Il est donc fondamental, dans cette optique, d’élargir des voies d’insertion aussi indispensables que l’enseignement professionnel et agricole et de revaloriser ces filières. Nous sommes pour l’heure dans une logique de filières hiérarchisées, qui ne prend quasiment pas en compte, ou très mal, la perspective de l’insertion professionnelle. Les premières victimes de cette « culture de la désorientation » sont les enfants issus des classes sociales les moins favorisées. Il me paraît indispensable de développer davantage de passerelles entre la filière générale, la filière professionnelle et les entreprises.

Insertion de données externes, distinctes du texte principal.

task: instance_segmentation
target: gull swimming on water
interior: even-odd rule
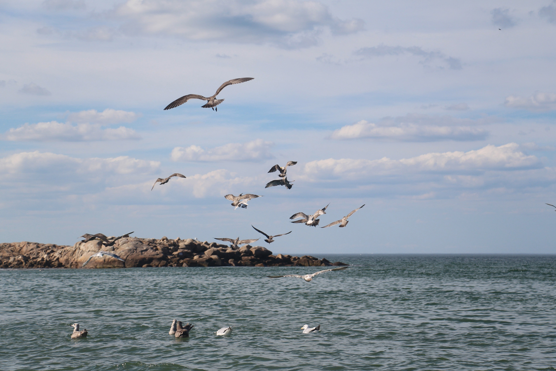
[[[328,205],[330,205],[329,204]],[[297,214],[294,214],[293,215],[290,217],[290,219],[295,219],[297,217],[302,217],[302,219],[300,219],[299,220],[296,220],[295,221],[292,221],[292,223],[305,223],[305,225],[312,226],[316,227],[319,225],[319,221],[320,219],[317,219],[316,218],[319,217],[319,215],[322,215],[324,214],[326,214],[325,210],[326,207],[328,207],[328,205],[322,207],[321,209],[317,210],[312,215],[307,215],[304,212],[298,212]]]
[[[216,96],[219,95],[222,89],[228,85],[232,85],[234,84],[239,84],[241,82],[245,82],[246,81],[252,80],[253,78],[253,77],[241,77],[241,78],[234,78],[229,81],[226,81],[224,83],[220,85],[220,87],[218,88],[218,90],[216,91],[216,92],[214,93],[214,95],[212,97],[209,97],[208,98],[197,94],[188,94],[187,95],[184,95],[181,98],[178,98],[175,101],[166,106],[166,108],[164,108],[164,110],[166,111],[166,110],[170,110],[170,108],[173,108],[175,107],[177,107],[178,106],[183,104],[190,99],[195,98],[200,99],[203,101],[208,101],[206,105],[201,106],[201,107],[203,108],[212,108],[212,110],[214,111],[215,107],[224,101],[224,100],[223,99],[216,99]],[[216,111],[218,111],[218,107],[216,108]]]
[[[251,226],[253,227],[252,225],[251,225]],[[265,235],[265,236],[266,236],[267,239],[265,240],[265,242],[267,242],[269,244],[270,243],[271,243],[271,242],[274,242],[274,240],[273,239],[273,238],[274,238],[274,237],[279,237],[280,236],[285,236],[286,235],[290,234],[290,233],[291,233],[291,231],[290,231],[287,233],[284,233],[284,234],[281,234],[281,235],[276,235],[275,236],[269,236],[269,235],[266,234],[266,233],[265,233],[262,231],[260,230],[259,229],[257,229],[255,227],[253,227],[253,228],[255,229],[255,230],[257,231],[259,233]]]
[[[219,336],[226,336],[228,335],[231,335],[232,334],[232,327],[222,327],[221,329],[216,332],[216,335]]]
[[[244,195],[242,193],[240,194],[239,196],[234,196],[234,195],[226,195],[224,197],[226,200],[230,200],[230,201],[233,201],[231,205],[232,206],[235,206],[236,209],[238,207],[243,207],[244,209],[247,209],[247,201],[249,201],[251,199],[256,199],[257,197],[262,197],[262,196],[258,196],[257,195],[252,195],[250,193],[248,193],[246,195]],[[235,210],[234,209],[234,210]]]
[[[170,180],[170,178],[171,178],[172,176],[179,176],[180,178],[185,177],[185,175],[182,175],[182,174],[178,174],[177,172],[175,172],[174,174],[168,176],[167,178],[164,178],[163,179],[162,179],[162,178],[158,178],[158,179],[157,179],[156,181],[155,182],[155,184],[152,185],[152,188],[154,188],[155,186],[156,186],[156,184],[158,183],[158,182],[160,182],[161,185],[163,184],[166,184],[166,183],[168,182],[168,181]],[[151,191],[152,190],[152,188],[151,189]]]
[[[303,325],[301,329],[303,330],[304,334],[310,334],[315,331],[320,331],[320,325],[319,325],[316,327],[309,327],[309,325]]]
[[[73,328],[73,333],[71,334],[72,339],[79,339],[80,338],[87,337],[87,334],[88,333],[87,332],[87,329],[80,331],[78,323],[74,323],[73,325],[70,325],[70,326]]]
[[[82,268],[83,267],[84,267],[86,265],[87,265],[87,264],[88,263],[89,263],[89,261],[90,261],[91,259],[93,259],[95,256],[98,256],[98,258],[102,258],[105,255],[108,255],[109,256],[112,256],[112,258],[115,258],[116,259],[118,259],[118,260],[121,260],[122,261],[123,261],[124,265],[126,265],[126,261],[124,260],[123,259],[122,259],[121,258],[120,258],[118,255],[117,255],[115,254],[114,254],[113,253],[111,253],[110,251],[98,251],[98,253],[97,253],[96,254],[95,254],[94,255],[91,255],[91,257],[89,258],[89,259],[87,259],[87,261],[86,261],[85,263],[83,263],[83,265],[81,266],[81,268]]]
[[[325,269],[324,270],[320,270],[315,273],[312,274],[306,274],[304,276],[301,276],[299,274],[286,274],[284,276],[266,276],[269,278],[280,278],[280,277],[295,277],[296,278],[302,278],[307,282],[310,282],[312,280],[313,277],[317,274],[320,274],[321,273],[324,273],[325,272],[331,272],[333,270],[341,270],[342,269],[346,269],[347,266],[340,266],[337,268],[333,268],[332,269]]]
[[[244,244],[250,244],[251,243],[257,241],[259,239],[256,240],[240,240],[240,238],[238,237],[235,240],[232,240],[231,238],[214,238],[215,240],[220,240],[220,241],[227,241],[227,242],[232,243],[232,244],[230,245],[232,249],[235,249],[238,245],[243,245]]]
[[[351,211],[349,214],[348,214],[347,215],[346,215],[345,216],[344,216],[342,219],[340,219],[339,220],[336,220],[336,221],[333,221],[331,223],[330,223],[330,224],[329,224],[328,225],[325,225],[324,227],[321,227],[321,228],[326,228],[326,227],[330,227],[330,226],[331,226],[332,225],[336,225],[338,223],[341,223],[341,224],[340,225],[340,228],[341,228],[342,227],[345,227],[345,226],[348,225],[348,223],[349,222],[349,220],[348,220],[348,218],[350,216],[351,216],[351,215],[353,215],[354,212],[355,212],[357,210],[359,210],[360,209],[361,209],[361,207],[363,207],[364,206],[365,206],[365,204],[363,204],[363,205],[361,207],[358,207],[357,209],[356,209],[354,211]]]

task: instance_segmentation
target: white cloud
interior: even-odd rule
[[[11,128],[0,137],[8,141],[86,141],[139,139],[141,137],[133,129],[123,126],[102,129],[100,125],[61,123],[56,121],[26,123]]]
[[[176,147],[172,150],[171,157],[175,161],[259,161],[274,158],[270,152],[273,145],[272,142],[256,139],[247,143],[230,143],[209,150],[195,145],[186,148]]]
[[[24,84],[23,87],[19,90],[20,93],[30,95],[52,95],[52,93],[43,87],[41,87],[34,82]]]
[[[506,107],[524,108],[530,111],[549,111],[556,110],[556,93],[535,92],[527,98],[514,95],[506,97],[504,103]]]

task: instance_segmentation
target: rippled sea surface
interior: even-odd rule
[[[354,265],[0,270],[0,369],[556,367],[556,256],[325,256]]]

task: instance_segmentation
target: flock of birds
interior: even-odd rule
[[[222,91],[222,89],[224,89],[228,85],[232,85],[234,84],[237,84],[241,82],[245,82],[246,81],[249,81],[252,80],[253,80],[252,77],[243,77],[241,78],[234,78],[229,81],[226,81],[224,83],[222,84],[222,85],[221,85],[219,88],[218,88],[218,89],[216,90],[216,92],[215,93],[214,95],[209,97],[205,97],[202,95],[198,95],[197,94],[188,94],[187,95],[185,95],[183,97],[181,97],[181,98],[176,99],[175,101],[174,101],[170,104],[168,105],[168,106],[167,106],[166,107],[164,108],[164,110],[170,110],[171,108],[177,107],[178,106],[183,104],[190,99],[200,99],[202,100],[207,101],[207,103],[205,105],[202,106],[203,108],[212,108],[213,110],[217,111],[218,108],[216,106],[222,103],[224,101],[224,100],[216,99],[216,96],[217,96],[220,93],[220,92]],[[284,167],[280,166],[277,164],[272,166],[270,169],[270,170],[269,170],[268,172],[270,173],[270,172],[275,172],[276,171],[279,172],[278,176],[279,179],[275,180],[272,180],[269,182],[268,183],[266,184],[266,185],[265,186],[265,188],[268,188],[269,187],[274,187],[276,186],[285,186],[287,189],[291,189],[292,187],[292,185],[291,184],[291,183],[295,181],[288,181],[286,176],[287,169],[288,166],[292,166],[293,165],[295,165],[297,163],[297,161],[288,161],[286,164],[286,166]],[[151,188],[151,190],[152,191],[153,189],[154,189],[155,186],[156,185],[157,183],[160,183],[160,185],[166,184],[170,181],[170,179],[173,177],[178,177],[181,178],[186,177],[186,176],[183,174],[180,174],[179,173],[176,172],[166,178],[163,178],[163,179],[158,178],[155,181],[155,184],[152,185],[152,187]],[[230,195],[226,195],[224,197],[227,200],[232,201],[231,205],[232,206],[234,206],[235,207],[234,210],[235,210],[237,209],[237,207],[246,209],[248,206],[247,201],[253,199],[262,197],[262,196],[260,196],[259,195],[254,195],[251,194],[247,194],[244,195],[243,193],[241,193],[240,194],[239,196],[234,196],[234,195],[230,194]],[[330,205],[330,204],[329,204],[329,205]],[[305,225],[316,227],[317,225],[319,225],[319,222],[320,221],[320,219],[318,219],[320,215],[326,214],[325,210],[326,210],[326,208],[328,207],[329,205],[327,205],[324,207],[322,207],[322,209],[317,210],[312,215],[307,215],[304,212],[297,212],[292,215],[291,216],[290,216],[290,219],[297,219],[297,218],[301,218],[300,219],[298,219],[297,220],[295,220],[294,221],[292,221],[291,222],[304,223]],[[346,226],[346,225],[347,225],[348,222],[348,218],[349,218],[354,212],[355,212],[356,211],[357,211],[358,210],[359,210],[364,206],[365,205],[364,204],[363,206],[358,207],[355,210],[350,212],[346,216],[343,217],[341,219],[336,220],[335,221],[333,221],[330,224],[328,224],[327,225],[324,226],[324,227],[321,227],[326,228],[327,227],[330,227],[332,225],[335,225],[339,224],[340,224],[340,227],[345,227]],[[289,234],[292,232],[292,231],[290,231],[287,233],[283,233],[282,234],[270,235],[265,233],[264,232],[259,229],[257,229],[257,228],[255,228],[253,225],[251,225],[251,226],[256,231],[257,231],[259,233],[264,235],[265,237],[266,237],[266,239],[265,240],[265,241],[267,242],[269,244],[270,244],[274,241],[274,239],[275,237],[284,236],[285,235]],[[113,246],[114,244],[118,240],[122,238],[128,238],[130,235],[132,233],[134,233],[134,232],[130,232],[129,233],[126,233],[125,235],[122,235],[121,236],[119,236],[118,237],[113,238],[109,238],[102,233],[97,233],[95,234],[89,234],[88,233],[86,233],[85,234],[81,236],[82,238],[85,239],[82,240],[82,242],[86,243],[93,240],[98,239],[102,241],[102,244],[103,246],[110,247]],[[230,247],[233,249],[236,249],[239,248],[240,245],[242,245],[244,244],[250,244],[256,241],[257,241],[259,239],[240,240],[239,237],[238,237],[236,239],[215,238],[215,239],[231,243]],[[101,251],[90,256],[89,258],[87,260],[87,261],[85,261],[83,264],[83,265],[82,265],[81,266],[83,267],[85,265],[86,265],[87,263],[88,263],[91,261],[91,260],[93,258],[96,258],[96,257],[102,258],[105,256],[111,256],[112,258],[114,258],[115,259],[121,260],[122,261],[124,262],[124,265],[125,265],[125,260],[122,259],[120,256],[118,256],[116,254],[111,251]],[[321,270],[318,272],[315,272],[315,273],[305,274],[303,275],[299,274],[287,274],[280,276],[267,276],[267,277],[269,277],[269,278],[293,277],[295,278],[301,278],[306,282],[310,282],[312,280],[313,278],[315,276],[319,274],[321,274],[321,273],[324,273],[325,272],[341,270],[343,269],[346,269],[348,267],[346,266],[341,266],[337,268],[332,268],[331,269],[325,269],[324,270]],[[88,334],[87,329],[85,329],[82,330],[80,330],[78,323],[74,323],[73,324],[71,325],[71,326],[73,327],[73,332],[71,335],[72,339],[78,339],[80,338],[87,337],[87,335]],[[183,324],[181,321],[178,321],[176,319],[174,319],[172,321],[172,324],[170,327],[170,330],[168,334],[170,335],[173,335],[176,338],[187,338],[189,337],[189,332],[191,330],[191,329],[193,328],[193,327],[194,325],[191,324],[188,322],[186,323],[185,325],[183,325]],[[309,325],[306,324],[304,325],[301,328],[301,329],[303,330],[304,334],[310,334],[317,331],[320,331],[320,325],[319,325],[316,327],[311,328],[309,327]],[[220,335],[227,336],[231,335],[231,333],[232,333],[232,327],[231,326],[228,327],[223,327],[216,332],[216,334],[219,336]]]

Le développement des stages, notamment en entreprise, est essentiel pour une bonne orientation et une meilleure intégration professionnelle des jeunes. Mais, dans ce domaine, trouver un stage est souvent laissé à l’initiative des élèves. De ce fait, ceux qui viennent d’un milieu défavorisé ne disposent pas vraiment des meilleurs atouts pour décrocher les bons stages ! Toutes ces observations nous conduisent à penser qu’une politique éducative efficace passe nécessairement par une politique de la famille véritablement adaptée. Qu’en pensez-vous, monsieur le ministre ?
Le sujet qui nous occupe aujourd’hui est très vaste, et il n’est donc pas possible d’être exhaustif dans le cadre d’un si court débat.
Beaucoup de réformes sont en cours, mais les écarts continuent de se creuser et ils seront de plus en plus difficiles à combler. Un récent rapport de l’Institut Montaigne dresse d’ailleurs un constat très alarmant sur l’échec à l’école primaire. Il présente un certain nombre de solutions qui ont au moins eu le mérite de faire réagir l’ensemble de l’opinion publique. Nous sommes curieux de savoir quelles suites vous comptez donner à ce coup de tonnerre médiatique, monsieur le ministre.
« Après le pain, l’éducation est le premier besoin du peuple », écrivait Danton. Tous ensemble, nous devons redresser la barre de l’égalité des chances au plus vite. Il y va du respect de notre pacte républicain. (Applaudissements sur les travées du groupe socialiste et du groupe CRC-SPG. – Mme Anne-Marie Payet applaudit également.)